Unpopular opinion: I hit 500 flight hours on a single LRU and it changed how I see reliability

Just finished the logs on a comms transceiver from a regional jet, and the thing had logged 512 hours without a single fault. Not a hiccup. I was shocked because the manual for that unit lists a mean time between failures of 350 hours. We're so trained to expect things to fail on schedule, to swap them out preemptively, that seeing one just quietly do its job for that long felt weird. It made me question all the scheduled removals we do. Are we tossing perfectly good parts because a book says so? This specific box, a Collins Pro Line 21 unit, just kept going. Has anyone else had a piece of gear blow past its supposed life limit and make you rethink the whole 'if it ain't broke, don't fix it' rule in this trade?
2 comments

Log in to join the discussion

Log In
2 Comments
spencer_wood
spencer_wood1mo agoTop Commenter
Honestly, saw that with an old air data computer on a King Air.
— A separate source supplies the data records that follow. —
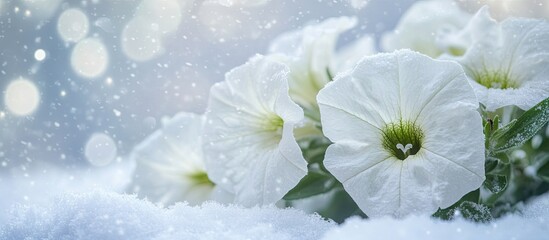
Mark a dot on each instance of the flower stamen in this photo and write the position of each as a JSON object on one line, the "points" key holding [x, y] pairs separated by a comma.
{"points": [[394, 134], [404, 149]]}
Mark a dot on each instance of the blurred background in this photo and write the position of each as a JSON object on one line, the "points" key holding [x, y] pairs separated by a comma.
{"points": [[83, 81]]}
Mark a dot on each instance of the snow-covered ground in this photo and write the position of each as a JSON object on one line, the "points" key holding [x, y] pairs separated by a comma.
{"points": [[74, 209]]}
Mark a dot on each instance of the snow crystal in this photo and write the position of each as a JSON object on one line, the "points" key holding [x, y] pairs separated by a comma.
{"points": [[102, 215], [21, 97], [100, 149], [89, 58], [73, 25]]}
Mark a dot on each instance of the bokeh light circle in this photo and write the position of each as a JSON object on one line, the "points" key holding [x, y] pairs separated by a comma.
{"points": [[21, 97]]}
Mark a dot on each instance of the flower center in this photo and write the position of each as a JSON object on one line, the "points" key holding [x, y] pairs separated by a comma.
{"points": [[495, 79], [200, 177], [402, 139]]}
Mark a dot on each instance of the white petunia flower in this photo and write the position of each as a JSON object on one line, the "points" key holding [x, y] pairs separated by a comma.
{"points": [[407, 136], [169, 163], [507, 62], [425, 21], [249, 144], [309, 53]]}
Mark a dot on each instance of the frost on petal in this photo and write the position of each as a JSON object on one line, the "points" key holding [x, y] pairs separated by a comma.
{"points": [[169, 163], [405, 131], [507, 63], [309, 52], [420, 26], [249, 144]]}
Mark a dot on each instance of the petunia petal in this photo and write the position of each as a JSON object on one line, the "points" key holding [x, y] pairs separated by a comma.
{"points": [[166, 159], [249, 144], [433, 101], [309, 54], [515, 49]]}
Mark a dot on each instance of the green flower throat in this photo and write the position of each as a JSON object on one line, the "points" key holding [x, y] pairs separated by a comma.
{"points": [[495, 79], [402, 139]]}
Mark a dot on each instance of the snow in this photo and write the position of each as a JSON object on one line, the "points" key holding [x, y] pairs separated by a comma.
{"points": [[531, 224], [85, 213], [107, 215]]}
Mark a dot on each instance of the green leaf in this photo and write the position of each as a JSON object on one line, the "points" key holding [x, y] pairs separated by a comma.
{"points": [[520, 130], [312, 184], [543, 172], [449, 213], [490, 164], [495, 183], [475, 212]]}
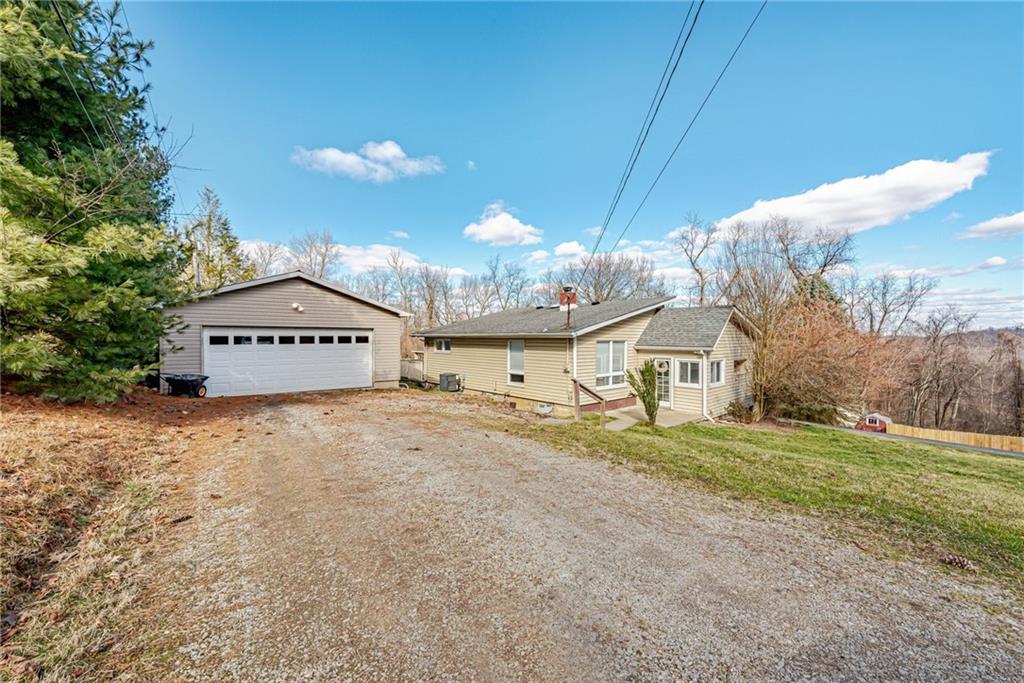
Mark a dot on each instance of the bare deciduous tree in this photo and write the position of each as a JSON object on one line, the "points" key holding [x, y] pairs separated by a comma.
{"points": [[697, 242], [614, 276], [268, 258], [508, 281], [314, 253]]}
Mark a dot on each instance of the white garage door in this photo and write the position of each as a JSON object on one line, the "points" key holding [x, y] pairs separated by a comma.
{"points": [[245, 360]]}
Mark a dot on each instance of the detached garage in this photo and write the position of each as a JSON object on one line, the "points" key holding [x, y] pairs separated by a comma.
{"points": [[285, 333]]}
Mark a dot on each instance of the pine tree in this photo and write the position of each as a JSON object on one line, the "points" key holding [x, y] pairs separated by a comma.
{"points": [[85, 265]]}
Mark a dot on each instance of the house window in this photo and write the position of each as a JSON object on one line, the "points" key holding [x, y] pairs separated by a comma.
{"points": [[717, 372], [610, 364], [517, 361], [688, 373]]}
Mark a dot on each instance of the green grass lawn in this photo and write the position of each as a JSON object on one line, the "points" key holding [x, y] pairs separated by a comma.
{"points": [[929, 499]]}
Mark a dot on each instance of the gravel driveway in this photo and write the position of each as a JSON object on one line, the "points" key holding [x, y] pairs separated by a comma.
{"points": [[386, 536]]}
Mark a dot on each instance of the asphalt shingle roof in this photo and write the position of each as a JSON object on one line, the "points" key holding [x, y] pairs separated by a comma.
{"points": [[542, 322], [685, 328]]}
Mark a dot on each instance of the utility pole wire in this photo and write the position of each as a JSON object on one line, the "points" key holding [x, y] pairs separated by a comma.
{"points": [[688, 127], [652, 110]]}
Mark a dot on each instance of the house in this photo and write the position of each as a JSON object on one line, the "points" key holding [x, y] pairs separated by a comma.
{"points": [[291, 332], [873, 422], [530, 356]]}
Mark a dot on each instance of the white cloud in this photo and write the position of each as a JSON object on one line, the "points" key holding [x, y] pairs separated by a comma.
{"points": [[1000, 226], [376, 162], [678, 275], [993, 307], [570, 250], [498, 227], [538, 256], [870, 201], [990, 263]]}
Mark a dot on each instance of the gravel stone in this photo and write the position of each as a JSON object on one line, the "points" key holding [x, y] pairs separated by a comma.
{"points": [[386, 536]]}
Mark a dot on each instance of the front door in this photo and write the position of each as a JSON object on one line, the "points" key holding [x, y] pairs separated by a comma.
{"points": [[664, 368]]}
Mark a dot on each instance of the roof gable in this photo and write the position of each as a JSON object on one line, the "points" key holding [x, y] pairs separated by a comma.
{"points": [[298, 274], [689, 329], [547, 322]]}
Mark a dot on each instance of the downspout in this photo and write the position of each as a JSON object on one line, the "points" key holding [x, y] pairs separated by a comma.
{"points": [[704, 386], [573, 366]]}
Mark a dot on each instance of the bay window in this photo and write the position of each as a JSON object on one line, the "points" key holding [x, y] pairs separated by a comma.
{"points": [[610, 364]]}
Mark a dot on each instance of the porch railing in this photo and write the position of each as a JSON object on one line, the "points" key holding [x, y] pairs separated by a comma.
{"points": [[579, 386]]}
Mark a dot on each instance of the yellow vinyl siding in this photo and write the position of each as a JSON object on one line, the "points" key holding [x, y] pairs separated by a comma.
{"points": [[270, 305], [628, 331], [733, 345], [685, 399], [483, 366]]}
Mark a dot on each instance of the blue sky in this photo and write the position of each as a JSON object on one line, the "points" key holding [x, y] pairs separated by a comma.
{"points": [[503, 128]]}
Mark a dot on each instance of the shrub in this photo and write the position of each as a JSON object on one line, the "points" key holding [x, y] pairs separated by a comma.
{"points": [[644, 384], [739, 412]]}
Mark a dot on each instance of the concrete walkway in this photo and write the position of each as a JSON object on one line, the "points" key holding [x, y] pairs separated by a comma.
{"points": [[627, 417]]}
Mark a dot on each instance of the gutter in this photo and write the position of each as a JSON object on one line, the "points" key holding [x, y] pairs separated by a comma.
{"points": [[704, 386]]}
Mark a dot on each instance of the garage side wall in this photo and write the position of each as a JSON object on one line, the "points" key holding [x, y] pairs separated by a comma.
{"points": [[270, 305]]}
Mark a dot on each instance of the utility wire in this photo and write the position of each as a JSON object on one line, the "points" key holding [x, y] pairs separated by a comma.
{"points": [[92, 84], [652, 110], [690, 125]]}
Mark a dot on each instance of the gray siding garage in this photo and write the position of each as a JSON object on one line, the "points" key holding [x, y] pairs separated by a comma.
{"points": [[285, 333]]}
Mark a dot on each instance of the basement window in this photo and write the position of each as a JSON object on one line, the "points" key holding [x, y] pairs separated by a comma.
{"points": [[517, 361]]}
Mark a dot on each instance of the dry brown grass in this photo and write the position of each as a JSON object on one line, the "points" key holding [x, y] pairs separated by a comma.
{"points": [[82, 494]]}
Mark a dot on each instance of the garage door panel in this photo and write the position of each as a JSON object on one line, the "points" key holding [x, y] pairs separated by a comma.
{"points": [[238, 369]]}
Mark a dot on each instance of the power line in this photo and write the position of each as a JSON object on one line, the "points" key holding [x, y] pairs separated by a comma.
{"points": [[652, 111], [92, 84], [690, 125]]}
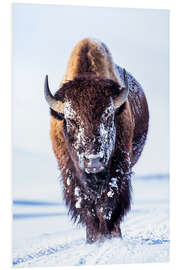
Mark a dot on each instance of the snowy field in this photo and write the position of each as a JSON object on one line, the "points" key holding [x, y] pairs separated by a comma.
{"points": [[45, 236]]}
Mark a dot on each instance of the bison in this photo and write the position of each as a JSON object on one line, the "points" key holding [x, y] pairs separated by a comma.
{"points": [[99, 125]]}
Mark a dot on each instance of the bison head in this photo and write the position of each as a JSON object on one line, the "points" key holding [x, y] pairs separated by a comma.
{"points": [[87, 105]]}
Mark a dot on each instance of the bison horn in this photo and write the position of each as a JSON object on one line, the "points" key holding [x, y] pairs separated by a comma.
{"points": [[54, 104], [123, 92]]}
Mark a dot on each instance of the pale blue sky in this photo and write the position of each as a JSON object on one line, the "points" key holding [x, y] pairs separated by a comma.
{"points": [[43, 38]]}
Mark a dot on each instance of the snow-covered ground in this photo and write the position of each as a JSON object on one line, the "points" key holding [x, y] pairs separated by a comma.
{"points": [[43, 234]]}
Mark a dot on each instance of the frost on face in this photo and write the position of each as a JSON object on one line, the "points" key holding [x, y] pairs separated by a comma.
{"points": [[78, 203], [113, 183], [76, 191], [68, 111]]}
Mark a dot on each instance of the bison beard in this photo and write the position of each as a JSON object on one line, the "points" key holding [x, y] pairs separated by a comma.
{"points": [[96, 182], [92, 83]]}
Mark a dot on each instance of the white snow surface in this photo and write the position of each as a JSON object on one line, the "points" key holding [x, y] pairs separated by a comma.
{"points": [[42, 240]]}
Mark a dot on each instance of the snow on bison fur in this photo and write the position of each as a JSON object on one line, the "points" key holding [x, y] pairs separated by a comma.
{"points": [[99, 124]]}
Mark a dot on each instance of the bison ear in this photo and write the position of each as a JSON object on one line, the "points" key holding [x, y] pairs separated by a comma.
{"points": [[54, 104], [123, 92]]}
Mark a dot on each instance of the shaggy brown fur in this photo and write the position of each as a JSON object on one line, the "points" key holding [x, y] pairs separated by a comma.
{"points": [[91, 80]]}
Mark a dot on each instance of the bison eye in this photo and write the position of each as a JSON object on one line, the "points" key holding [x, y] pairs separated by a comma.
{"points": [[71, 124]]}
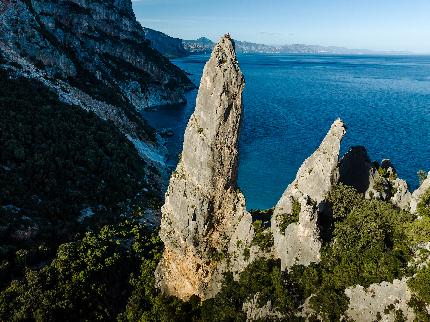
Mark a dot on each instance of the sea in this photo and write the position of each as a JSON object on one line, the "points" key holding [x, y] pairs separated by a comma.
{"points": [[290, 101]]}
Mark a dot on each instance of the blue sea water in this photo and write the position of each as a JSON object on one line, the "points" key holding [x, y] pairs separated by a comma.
{"points": [[290, 101]]}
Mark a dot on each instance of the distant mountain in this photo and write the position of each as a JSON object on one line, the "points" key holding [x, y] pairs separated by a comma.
{"points": [[168, 46], [204, 45]]}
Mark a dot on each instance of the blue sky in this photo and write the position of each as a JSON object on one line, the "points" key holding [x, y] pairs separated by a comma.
{"points": [[373, 24]]}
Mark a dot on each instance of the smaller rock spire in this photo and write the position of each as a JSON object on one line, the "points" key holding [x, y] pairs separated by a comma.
{"points": [[295, 218]]}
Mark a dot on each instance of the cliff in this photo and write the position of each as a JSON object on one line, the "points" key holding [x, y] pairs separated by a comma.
{"points": [[168, 46], [93, 53]]}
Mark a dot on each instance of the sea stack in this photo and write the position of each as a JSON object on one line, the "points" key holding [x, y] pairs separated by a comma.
{"points": [[295, 221], [204, 218]]}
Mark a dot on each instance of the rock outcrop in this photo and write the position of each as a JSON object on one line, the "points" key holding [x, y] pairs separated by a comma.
{"points": [[93, 54], [375, 180], [417, 194], [380, 302], [295, 221], [205, 226], [354, 169], [92, 44], [385, 185], [168, 46]]}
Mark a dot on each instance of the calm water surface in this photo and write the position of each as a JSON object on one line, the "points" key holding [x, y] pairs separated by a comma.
{"points": [[290, 101]]}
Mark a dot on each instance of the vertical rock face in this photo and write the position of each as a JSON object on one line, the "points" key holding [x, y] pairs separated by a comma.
{"points": [[354, 169], [204, 218], [366, 304], [417, 194], [297, 236], [379, 182], [76, 39]]}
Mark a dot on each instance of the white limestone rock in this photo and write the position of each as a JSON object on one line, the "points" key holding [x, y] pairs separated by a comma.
{"points": [[417, 194], [380, 300], [205, 226], [300, 242]]}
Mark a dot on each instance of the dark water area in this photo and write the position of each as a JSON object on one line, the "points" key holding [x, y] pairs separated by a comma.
{"points": [[290, 101]]}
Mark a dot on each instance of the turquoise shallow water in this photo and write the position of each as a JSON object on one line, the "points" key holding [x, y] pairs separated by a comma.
{"points": [[290, 102]]}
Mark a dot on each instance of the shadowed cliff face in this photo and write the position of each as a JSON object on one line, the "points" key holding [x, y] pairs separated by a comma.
{"points": [[204, 215], [95, 47]]}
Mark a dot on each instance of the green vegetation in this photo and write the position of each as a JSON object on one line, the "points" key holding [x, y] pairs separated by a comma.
{"points": [[55, 161], [420, 284], [88, 279], [110, 275], [368, 246], [286, 220]]}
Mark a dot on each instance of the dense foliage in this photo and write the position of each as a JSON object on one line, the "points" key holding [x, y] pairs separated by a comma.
{"points": [[56, 161], [88, 279]]}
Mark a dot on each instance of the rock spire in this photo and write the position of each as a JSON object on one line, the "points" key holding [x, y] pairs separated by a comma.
{"points": [[205, 222]]}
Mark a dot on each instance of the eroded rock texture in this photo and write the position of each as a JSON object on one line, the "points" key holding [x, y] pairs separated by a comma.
{"points": [[417, 194], [205, 226], [378, 181], [299, 242], [380, 302]]}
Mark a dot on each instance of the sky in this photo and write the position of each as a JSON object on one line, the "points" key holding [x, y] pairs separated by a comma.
{"points": [[393, 25]]}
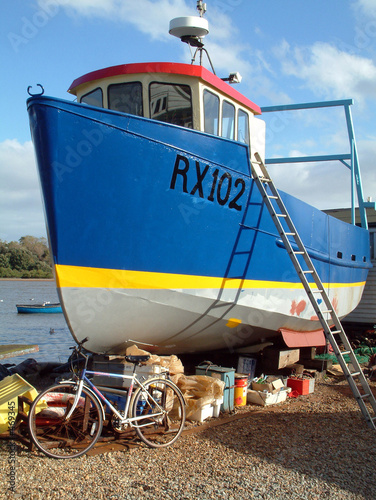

Thing ran almost double its book life before it finally gave a weird pressure reading. Tbh it made me a lot less quick to pull stuff just because the hours are up. Sometimes you get a good one that just lasts. Now I check the fault history way closer before I write up a swap.
6
riverwhite
riverwhite1mo ago
Man, I gotta hard disagree. That one box beating the odds is cool, but it's pure luck. For every story like yours or spencer_wood's, there are ten units that fail right on schedule or even early. The book numbers come from testing thousands of parts, not one lucky one. Swapping on schedule is what keeps the bad one from failing at the worst possible time. I'd never want to be the guy who pushed a part too far because of a good feeling.